Mims, why do you trust science when it comes to electronics, but not when it comes to biology?
I'm guessing the typical American goes through more lightbulbs in their house than 5lb swordfish steaks (can't speak for your personal diet), so it makes sense to work on reducing pollutants at the largest overall sources (rather than more intense but rare ones). Also, CFLs are a source of new mercury pollution, while toxins in fish are the end result of humans dumping all that bioavailable mercury into the environment: phase out anthropogenic mercury pollution, and eventually your seafood will be safer to eat. Stopping swordfish consumption won't fix the problem light stopping mercury use in CFLs/etc. will.

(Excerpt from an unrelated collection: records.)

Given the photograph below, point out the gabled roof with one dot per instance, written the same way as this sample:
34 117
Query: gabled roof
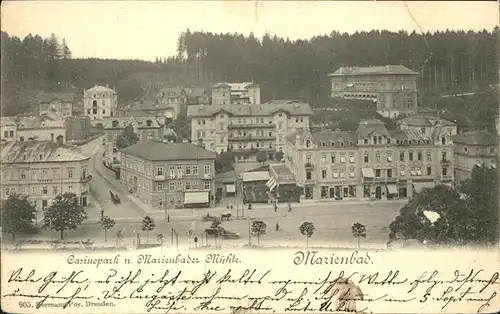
266 109
373 70
40 151
476 138
159 151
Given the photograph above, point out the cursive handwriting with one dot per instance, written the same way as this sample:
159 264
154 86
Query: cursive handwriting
259 290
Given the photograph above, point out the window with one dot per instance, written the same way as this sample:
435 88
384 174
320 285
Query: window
159 171
159 187
444 171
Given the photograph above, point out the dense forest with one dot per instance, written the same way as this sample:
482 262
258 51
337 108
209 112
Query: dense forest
285 69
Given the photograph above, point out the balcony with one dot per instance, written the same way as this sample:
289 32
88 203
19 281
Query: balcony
159 177
251 126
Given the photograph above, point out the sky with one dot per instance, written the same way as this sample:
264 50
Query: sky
147 29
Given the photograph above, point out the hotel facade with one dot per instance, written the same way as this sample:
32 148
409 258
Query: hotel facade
369 163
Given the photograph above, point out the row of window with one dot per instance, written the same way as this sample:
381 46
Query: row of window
183 185
44 190
42 174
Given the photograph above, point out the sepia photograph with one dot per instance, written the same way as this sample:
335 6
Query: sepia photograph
254 156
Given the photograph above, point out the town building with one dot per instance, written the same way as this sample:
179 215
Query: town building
169 175
369 163
78 128
474 148
56 106
235 93
99 102
37 128
247 129
426 124
145 127
42 170
392 87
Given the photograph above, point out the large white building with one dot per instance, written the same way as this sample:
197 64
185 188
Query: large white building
235 93
100 102
247 129
42 170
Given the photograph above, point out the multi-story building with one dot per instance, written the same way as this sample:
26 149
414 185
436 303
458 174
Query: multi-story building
247 129
99 102
145 127
56 106
37 128
42 170
474 148
392 87
371 162
426 124
77 128
235 93
169 175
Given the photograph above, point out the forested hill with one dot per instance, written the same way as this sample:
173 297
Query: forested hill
285 69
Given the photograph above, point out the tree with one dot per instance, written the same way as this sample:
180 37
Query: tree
481 201
358 231
307 229
258 228
106 224
65 213
18 214
262 157
279 155
452 225
127 138
148 224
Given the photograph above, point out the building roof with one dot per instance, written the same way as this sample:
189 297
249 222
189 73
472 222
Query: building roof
266 109
425 121
373 70
138 121
63 97
160 151
98 88
45 151
476 138
37 122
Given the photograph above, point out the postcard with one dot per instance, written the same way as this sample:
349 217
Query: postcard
250 157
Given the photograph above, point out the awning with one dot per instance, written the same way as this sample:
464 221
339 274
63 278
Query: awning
368 173
418 186
195 197
392 189
271 184
230 188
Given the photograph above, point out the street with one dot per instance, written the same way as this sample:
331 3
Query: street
332 220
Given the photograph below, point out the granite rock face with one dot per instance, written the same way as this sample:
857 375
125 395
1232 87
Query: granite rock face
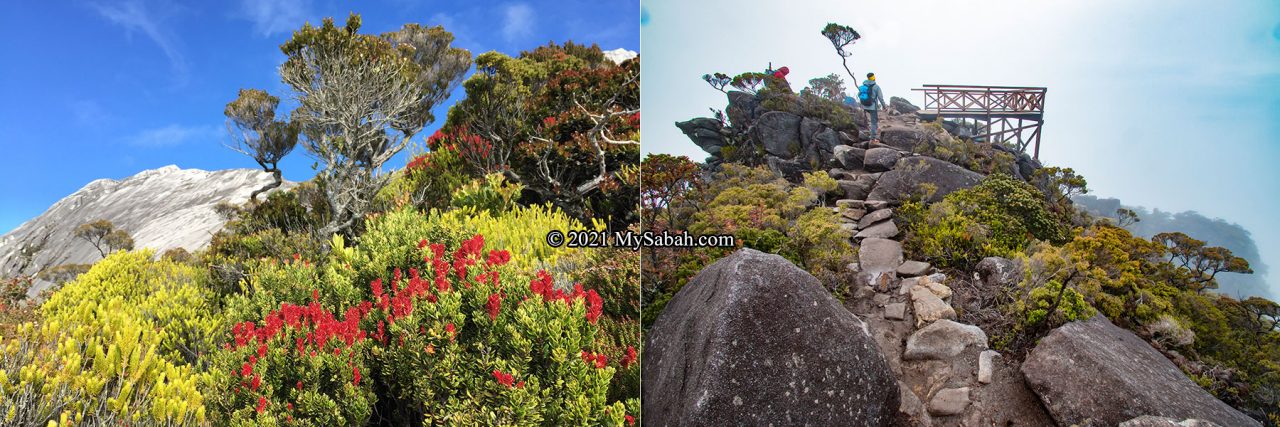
161 209
1096 373
754 340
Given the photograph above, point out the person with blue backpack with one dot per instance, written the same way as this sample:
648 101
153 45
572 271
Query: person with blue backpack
871 99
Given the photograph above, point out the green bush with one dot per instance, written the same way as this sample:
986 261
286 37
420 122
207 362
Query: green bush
443 339
999 217
117 344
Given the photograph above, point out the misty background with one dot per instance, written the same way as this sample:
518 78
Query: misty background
1164 105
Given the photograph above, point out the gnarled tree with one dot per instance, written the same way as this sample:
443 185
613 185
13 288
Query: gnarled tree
104 237
256 133
841 38
563 122
361 99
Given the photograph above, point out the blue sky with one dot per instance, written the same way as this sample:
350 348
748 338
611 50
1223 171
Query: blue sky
1173 105
109 88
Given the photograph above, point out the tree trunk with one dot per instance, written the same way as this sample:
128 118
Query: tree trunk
275 173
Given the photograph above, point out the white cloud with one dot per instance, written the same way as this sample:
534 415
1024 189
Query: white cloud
88 113
273 17
173 134
517 22
135 17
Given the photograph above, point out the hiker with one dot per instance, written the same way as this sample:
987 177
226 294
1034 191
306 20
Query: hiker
781 74
872 100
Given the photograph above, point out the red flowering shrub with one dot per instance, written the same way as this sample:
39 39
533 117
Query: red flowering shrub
442 338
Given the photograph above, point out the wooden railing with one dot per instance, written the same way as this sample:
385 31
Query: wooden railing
1008 114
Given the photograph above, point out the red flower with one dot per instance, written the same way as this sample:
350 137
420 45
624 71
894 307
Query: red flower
629 358
494 306
506 379
499 257
594 306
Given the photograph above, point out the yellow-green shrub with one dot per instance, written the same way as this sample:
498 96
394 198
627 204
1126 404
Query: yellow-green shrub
114 345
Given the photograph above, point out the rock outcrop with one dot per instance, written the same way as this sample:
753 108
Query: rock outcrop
755 340
909 173
1096 373
161 209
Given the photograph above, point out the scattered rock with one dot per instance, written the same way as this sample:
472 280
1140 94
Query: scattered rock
936 288
864 292
755 340
904 138
912 407
881 159
851 214
849 156
741 109
787 169
906 284
984 364
912 269
1148 421
874 216
1000 272
949 402
1095 373
883 230
705 133
874 205
928 307
880 260
901 105
856 188
778 132
895 311
850 203
912 171
942 340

Fair enough --- I personally don't consider it "irrational" so much as "non-rational," as in not derived by logical deduction within an empirical framework. One of my big objections to "Intelligent Design," however, is its fundamental dishonesty in attempting to cloak religiously-motivated metaphysics in scientific terms --- which makes for both terrible science and terrible theology. If I'm going to "talk God," I'm not going to lie about the fact I'm doing so; and make a clear distinction between concepts derived by logic from empirical observation, and concepts derived by faith from hearing and believing a Christian proclamation.
Full-on Christian, with all the other stuff that comes in the Apostles' Creed, etc. My statement of belief in God as creator was not intended to exclude other, perhaps more important roles for God.
I'm way ahead of you --- I haven't submitted any manuscripts to Nature or Science ever --- I'm decades ahead on this boycott thing! ;)
But, yes, I'll try to take ethical considerations like this into consideration when publishing (so far as I have the ability to convince other co-authors). I also happen to tend more towards "precision measurement" experiments than "big flashy discovery," so my research is usually safely on the "boring but, I hope, solid" side anyways (that wouldn't be aimed at a "luxury brand" journal).
He does continue to keep contributing --- to online, open-access journals without the adverse motivations of the "luxury brand" publishers. This way, alternative journals get to build the reputation of attracting top scientists and publishing good-enough-for-a-Nobel-prize-winner research, which can help change the perceptions that make publication in the "luxury brand" journals necessary for scientific careers.
According to Schekman's argument, journals --- specifically the highest-impact-factor "luxury" journals --- do play a causal rather than merely symptomatic role in the process. Such journals court papers that are "flashy," which will get lots of citations and attention (thus lots of journal subscriptions), possibly because they are wrong and focused more on attention-getting controversial claims than scientific rigor. This provides feedback on the other side of the tenure-seeking "publish or perish" culture to shape what sort of articles the tenure-seeking professors are pressured to churn out. If a scientist wants to establish their reputation by publishing ground-breaking, exciting discoveries, there's nothing a-priori wrong with that; the failure comes when joined with impact-factor-seeking journals applying distorted lower standards for scientific rigor for "attention-getting" work (while rejecting solid but "boring" research papers).
Indeed, the higher density of the early universe may shift the balance of odds during that brief 1M year window. However, whatever life that may have existed then has little applicability to the genesis of life on Earth roughly ten billion years later (after that early hot universe life had been frozen over, then autoclaved by massive supernovas long before our own sun was formed). So, panspermia as a model for the distribution of life through the present universe still faces the same difficulties with interstellar distance scale.